The SELECT statement is used to select documents from a collection.


SELECT Syntax

SELECT [[ALL] DISTINCT] field1, field2, ...
FROM collection_name
WHERE conditions

Here, field1, field2, … are the field names of the collection to select data from. The DISTINCT modifier will select the unique values from field1 and ALL DISTINCT modifier will select the unique values from all (field1, field2, …). If we want to select all the fields available in the collection, use the following syntax:

SELECT *
FROM collection_name

By using lark EBNF-like grammar, we have encoded the core SELECT statement, which is subsequently transformed into Firestore collection queries to be executed.

  • SELECT columns for collection field’s projection

    • DISTINCT modifier restricts the result only included the unique field value

    • ALL DISTINCT modifier restricts the result only included the unique all fields value

  • FROM sub-clause for collections

  • FROM/JOIN sub-clause for joining collections (restricted to 1 join)

  • WHERE sub-clause with boolean algebra expression for each collection’s queries on field values

    • boolean operators: AND (currently OR is not implemented)

    • operators: =, !=, >, <, <=, >=

    • container expressions: IN, NOT IN

    • array contains expressions: CONTAIN, ANY CONTAIN

    • filter expressions: LIKE, NOT LIKE

    • null expressions: IS NULL, IS NOT NULL

  • Aggregation functions applied to the result set

    • COUNT for any field

    • SUM, AVG, MIN, MAX for numeric field

But the processor has the following limitations, which we can provide post-processing on the query results set.

  • No ORDER BY sub-clause

  • No GROUP BY/HAVING sub-clause

  • No WINDOW sub-clause

SELECT Examples

For example, the following statements can be expressed,

All keywords are case insensitive. All whitespaces are ignored by the parser.

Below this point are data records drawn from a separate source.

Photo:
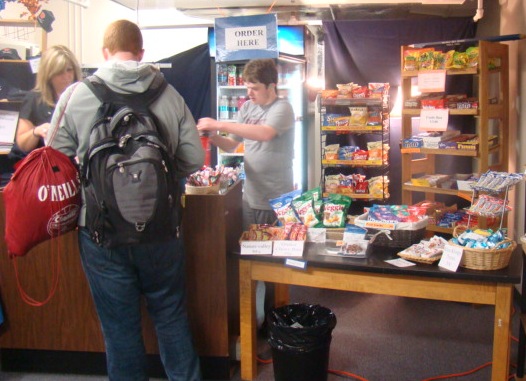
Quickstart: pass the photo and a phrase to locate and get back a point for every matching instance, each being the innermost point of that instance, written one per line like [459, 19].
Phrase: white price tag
[400, 262]
[434, 119]
[288, 248]
[295, 263]
[431, 81]
[256, 247]
[451, 257]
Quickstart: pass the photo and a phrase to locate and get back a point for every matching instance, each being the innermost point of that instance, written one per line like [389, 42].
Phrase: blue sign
[246, 37]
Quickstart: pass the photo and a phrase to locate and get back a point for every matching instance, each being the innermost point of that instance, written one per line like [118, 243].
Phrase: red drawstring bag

docid is a special field name to extract the selected document’s Id

  SELECT docid, email, state
    FROM
      Users
    WHERE
      state = 'ACTIVE'

The * will select all fields, boolean operator ‘AND’ to specify multiple query criteria.

  SELECT *
    FROM
      Users
    WHERE
      state IN ('ACTIVE') AND
      u.email LIKE '%benny%'

The field-subfield can use the " to escape the field name with . in it.

  SELECT *
    FROM
      Users as u
    WHERE
      u.state IN ('ACTIVE') AND
      u."location.displayName" = 'Work From Home'

The JOIN expression to join 2 collections together

SELECT u.email, u.state, b.date, b.state
  FROM
    Users as u JOIN Bookings as b
    ON u.email = b.email
  WHERE 
      u.state = 'ACTIVE' AND
      u.email LIKE '%benny%' AND
      b.state IN ('CHECKED_IN', 'CHECKED_OUT') AND
      b.date >= '2022-03-18T04:00:00'

The COUNT, MIN, MAX, SUM, AVG are the aggregation functions computed against the result set. Only numeric field (e.g. cost here) is numeric to have a valid value for MIN, MAX, SUM, AVG computation.

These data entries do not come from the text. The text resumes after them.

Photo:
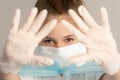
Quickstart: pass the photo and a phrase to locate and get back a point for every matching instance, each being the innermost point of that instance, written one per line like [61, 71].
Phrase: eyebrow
[64, 37]
[68, 36]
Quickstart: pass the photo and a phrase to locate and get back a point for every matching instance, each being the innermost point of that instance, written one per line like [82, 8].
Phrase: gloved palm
[98, 39]
[22, 42]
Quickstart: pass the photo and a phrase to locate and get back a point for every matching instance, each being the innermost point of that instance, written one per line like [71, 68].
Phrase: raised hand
[23, 40]
[98, 39]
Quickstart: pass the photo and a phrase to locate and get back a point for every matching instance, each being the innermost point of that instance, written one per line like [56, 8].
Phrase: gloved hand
[22, 42]
[98, 39]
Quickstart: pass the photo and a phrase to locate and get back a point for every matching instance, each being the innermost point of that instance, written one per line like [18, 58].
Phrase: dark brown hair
[58, 7]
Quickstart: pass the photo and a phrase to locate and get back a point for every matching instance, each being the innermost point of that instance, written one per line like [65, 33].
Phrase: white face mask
[61, 55]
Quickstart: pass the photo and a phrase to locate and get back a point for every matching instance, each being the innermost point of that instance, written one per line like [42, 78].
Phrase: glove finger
[16, 20]
[82, 26]
[46, 30]
[87, 17]
[38, 22]
[41, 60]
[28, 22]
[105, 19]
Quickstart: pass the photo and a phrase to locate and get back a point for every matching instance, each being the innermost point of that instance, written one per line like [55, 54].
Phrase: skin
[65, 38]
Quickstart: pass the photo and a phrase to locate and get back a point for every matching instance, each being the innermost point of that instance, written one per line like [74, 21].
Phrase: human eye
[69, 39]
[48, 41]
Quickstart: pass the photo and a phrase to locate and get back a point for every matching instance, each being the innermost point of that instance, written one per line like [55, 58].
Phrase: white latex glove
[22, 42]
[97, 38]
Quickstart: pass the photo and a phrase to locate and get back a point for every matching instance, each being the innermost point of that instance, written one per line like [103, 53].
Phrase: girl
[59, 24]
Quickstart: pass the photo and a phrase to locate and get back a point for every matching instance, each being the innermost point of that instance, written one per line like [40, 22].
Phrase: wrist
[113, 77]
[9, 76]
[116, 76]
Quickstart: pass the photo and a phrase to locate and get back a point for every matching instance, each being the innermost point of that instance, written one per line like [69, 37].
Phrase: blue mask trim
[56, 69]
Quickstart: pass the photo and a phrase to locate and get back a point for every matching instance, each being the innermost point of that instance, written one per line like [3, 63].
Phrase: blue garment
[56, 69]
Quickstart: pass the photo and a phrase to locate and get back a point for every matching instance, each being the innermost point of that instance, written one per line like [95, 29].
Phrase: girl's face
[59, 36]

SELECT COUNT(*), MIN(b.cost), MAX(b.cost), SUM(b.cost), AVG(b.cost)
  FROM
    Users as u JOIN Bookings as b
    ON u.email = b.email
  WHERE 
      u.state = 'ACTIVE' AND
      u.email LIKE '%benny%' AND
      b.state IN ('CHECKED_IN', 'CHECKED_OUT') AND

The DISTINCT modifier will select only the unique field(s).

SELECT DISTINCT email
  FROM
    Bookings
  WHERE
    date > '2022-04-01T00:00:00'

See firesql.lark for the FireSQL grammar specification.